Dengan memperhatikan kualitas dan kuantitas seorang hamba maka ia akan
sampai pada tujuannya sendiri dan dengan langkah-langkah selanjutnya tujuan ini
adalah memperluas wilayah penyingkapan hakikat-hakikat dan memperdalam
kedekatan kepada Tuhan. Dengan demikian ia akan sampai pada derajat yang
dinamakan dengan "hakikat". Artinya jika seorang hamba mampu
menyaksikan apa-apa yang disaksikan oleh para nabi dan rasul maka ia dianggap
sebagai ahli hakikat.
Berdasarkan penjelasan di atas maka dapat diketahui bahwa sebenarnya ketiga
kata tersebut bukanlah sesuatu yang bertentangan. Ketiga kata tersebut adalah
jalan yang harus dilalui oleh seorang hamba jika ingin mendapatkan
“kesempurnaan” di sisi Allah. Dengan kata lain dapat diungkapkan bahwa syariat
itu bagaikan perahu, thariqat bagaikan lautan, dan hakikat itu mutiara yang
sangat mahal harganya. Perahu, laut dan mutiara adalah sebuah jalinan yang tak
terpisahkan. Perahu tanpa lautan tiadalah berguna. Lautan tanpa mutiara
hanyalah air yang bergelora. Nilai semuanya adalah mutiara yang mahal harganya.

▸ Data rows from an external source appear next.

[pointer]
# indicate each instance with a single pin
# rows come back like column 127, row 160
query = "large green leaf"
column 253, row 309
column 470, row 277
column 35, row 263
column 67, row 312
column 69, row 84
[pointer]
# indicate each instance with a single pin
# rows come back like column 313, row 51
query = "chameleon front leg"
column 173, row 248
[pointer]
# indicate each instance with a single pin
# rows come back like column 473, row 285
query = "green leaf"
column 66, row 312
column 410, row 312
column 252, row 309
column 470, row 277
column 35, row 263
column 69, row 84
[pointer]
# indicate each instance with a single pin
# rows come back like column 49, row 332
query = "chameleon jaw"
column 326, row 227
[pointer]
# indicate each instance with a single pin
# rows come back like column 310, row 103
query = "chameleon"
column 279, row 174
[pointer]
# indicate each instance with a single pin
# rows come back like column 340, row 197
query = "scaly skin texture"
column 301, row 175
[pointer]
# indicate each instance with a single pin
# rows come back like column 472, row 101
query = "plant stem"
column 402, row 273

Untuk memperoleh mutiara seorang harus naik perahu ke tengah laut dan menyelam
ke dasarnya.
Menurut Haidar Amuli, ketiga kata tersebut memiliki nama-nama yang berbeda
hanya menceritakan satu kenyataan dan realitas, tidak pada hakikat. Dia
mengungkapkan, “ketika perkara ini menjadi kenyataan, maka ketahuilah bahwa
"syariat" adalah sebuah nama yang ditentukan untuk jalan-jalan Ilahi
yang mana memiliki rukun-rukun, cabang-cabang, keringanan-keringanan,
motivasi-motivasi, niat-niat, kebaikan-kebaikan, dan kesempurnaan-kesempurnaan.

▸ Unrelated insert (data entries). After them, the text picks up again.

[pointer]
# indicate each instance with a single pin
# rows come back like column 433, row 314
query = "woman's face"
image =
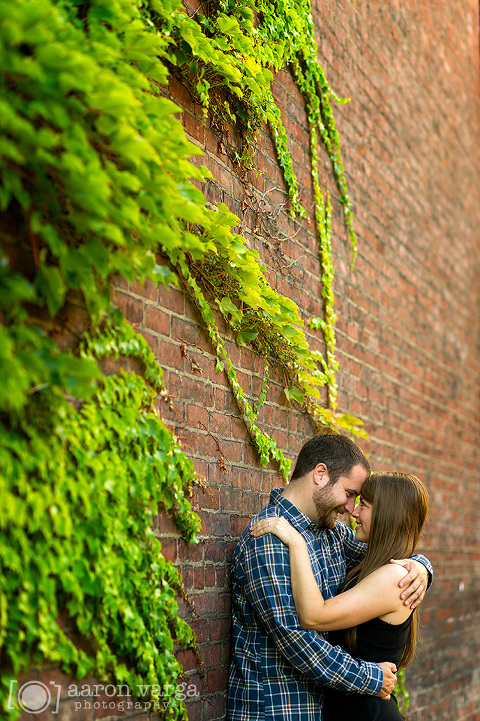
column 363, row 516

Adapun "thariqat" adalah mengambil yang terbaik dan yang paling kuat
di antara jalan-jalan Ilahi itu, dan setiap metode dan cara yang paling baik,
paling kuat, paling hati-hati, dan paling sempurna yang dijalani oleh manusia
dinamakan dengan "thariqat", baik yang bersifat perkataan, perbuatan,
sifat, dan hâl. Sementara itu "hakikat" adalah pembuktian dan
penegasan sesuatu dengan cara penyingkapan hati dan penyaksian intuitif.”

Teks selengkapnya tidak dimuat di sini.